If you're just going to be plotting a handful (e.g. 10) line segments, then just do something like:
import numpy as np
import matplotlib.pyplot as plt
def uniqueish_color():
"""There're better ways to generate unique colors, but this isn't awful."""
return plt.cm.gist_ncar(np.random.random())
xy = (np.random.random((10, 2)) - 0.5).cumsum(axis=0)
fig, ax = plt.subplots()
for start, stop in zip(xy[:-1], xy[1:]):
x, y = zip(start, stop)
ax.plot(x, y, color=uniqueish_color())
plt.show()
If you're plotting something with a million line segments, though, this will be terribly slow to draw. In that case, use a LineCollection. E.g.
import numpy as np
import matplotlib.pyplot as plt
from matplotlib.collections import LineCollection
xy = (np.random.random((1000, 2)) - 0.5).cumsum(axis=0)
# Reshape things so that we have a sequence of:
# [[(x0,y0),(x1,y1)],[(x0,y0),(x1,y1)],...]
xy = xy.reshape(-1, 1, 2)
segments = np.hstack([xy[:-1], xy[1:]])
fig, ax = plt.subplots()
coll = LineCollection(segments, cmap=plt.cm.gist_ncar)

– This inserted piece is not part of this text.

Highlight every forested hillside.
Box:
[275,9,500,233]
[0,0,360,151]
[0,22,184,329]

coll.set_array(np.random.random(xy.shape[0]))
ax.add_collection(coll)
ax.autoscale_view()
plt.show()
For both of these cases, we're just drawing random colors from the "gist_ncar" coloramp. Have a look at the colormaps here (gist_ncar is about 2/3 of the way down): http://matplotlib.org/examples/color/colormaps_reference.html
Copied from this example:
import numpy as np
import matplotlib.pyplot as plt
from matplotlib.collections import LineCollection
from matplotlib.colors import ListedColormap, BoundaryNorm
x = np.linspace(0, 3 * np.pi, 500)
y = np.sin(x)
z = np.cos(0.5 * (x[:-1] + x[1:])) # first derivative
# Create a colormap for red, green and blue and a norm to color
# f' < -0.5 red, f' > 0.5 blue, and the rest green
cmap = ListedColormap(['r', 'g', 'b'])
norm = BoundaryNorm([-1, -0.5, 0.5, 1], cmap.N)
# Create a set of line segments so that we can color them individually
# This creates the points as a N x 1 x 2 array so that we can stack points
# together easily to get the segments. The segments array for line collection
# needs to be numlines x points per line x 2 (x and y)
points = np.array([x, y]).T.reshape(-1, 1, 2)
segments = np.concatenate([points[:-1], points[1:]], axis=1)
# Create the line collection object, setting the colormapping parameters.
# Have to set the actual values used for colormapping separately.
lc = LineCollection(segments, cmap=cmap, norm=norm)
lc.set_array(z)
lc.set_linewidth(3)
fig1 = plt.figure()
plt.gca().add_collection(lc)
plt.xlim(x.min(), x.max())
plt.ylim(-1.1, 1.1)
plt.show()
See the answer here to generate the "periods" and then use the matplotlib scatter function as #tcaswell mentioned. Using the plot.hold function you can plot each period, colors will increment automatically.
Cribbing the color choice off of #JoeKington,
import numpy as np
import matplotlib.pyplot as plt
def uniqueish_color(n):
"""There're better ways to generate unique colors, but this isn't awful."""
return plt.cm.gist_ncar(np.random.random(n))
plt.scatter(latt, lont, c=uniqueish_color(len(latt)))
You can do this with scatter.
I have been searching for a short solution how to use pyplots line plot to show a time series coloured by a label feature without using scatter due to the amount of data points.
I came up with the following workaround:
plt.plot(np.where(df["label"]==1, df["myvalue"], None), color="red", label="1")
plt.plot(np.where(df["label"]==0, df["myvalue"], None), color="blue", label="0")
plt.legend()
The drawback is you are creating two different line plots so the connection between the different classes is not shown. For my purposes it is not a big deal. It may help someone.